Degree Name

Master of Arts


School of History and Politics - Faculty of Arts


The issue of asylum seekers was central to the 2001 Australian federal election campaign. Of several incidents involving asylum seekers during the campaign, two have become essential to the election narrative: the so-called children overboard and SIEV X incidents. Although both incidents involved asylum seekers, they were also quite different. During children overboard, the Government was very quick to inform the public of what occurred, although this was later proven wrong, whereas the Government did not wish to publicise the deaths of 353 asylum seekers onboard SIEV X. Most Australians are now well aware of the truth behind children overboard, but the controversy surrounding SIEV X is still relatively unknown. Both cases illustrate that the Australian Government was able to minimise public outrage over its actions - actions which, according to a number of people, should have caused mass outrage.

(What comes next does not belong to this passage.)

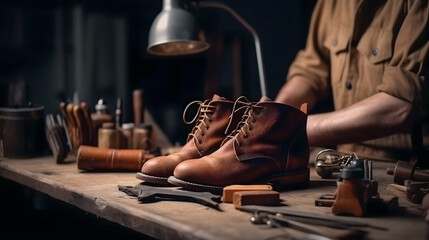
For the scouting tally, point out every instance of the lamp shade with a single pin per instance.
(174, 32)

The central aim of this thesis is therefore to analyse how the Government managed to prevent outrage over its actions. One method for analysing how those in power, such as governments, inhibit outrage is the backfire model. The backfire model builds on the concept of 'political jiu-jitsu' and classifies Government actions into five methods: cover-up; devaluation of the target; reinterpretation of the event; using official channels; and intimidation and bribery. Extensive evidence is presented showing that in both cases, children overboard and SIEV X, the Government implemented all five methods. Recognising when a government attempts to implement one of the methods allows activists to execute their own counter-strategies, and in doing so challenge the government's authority and bring about positive social change.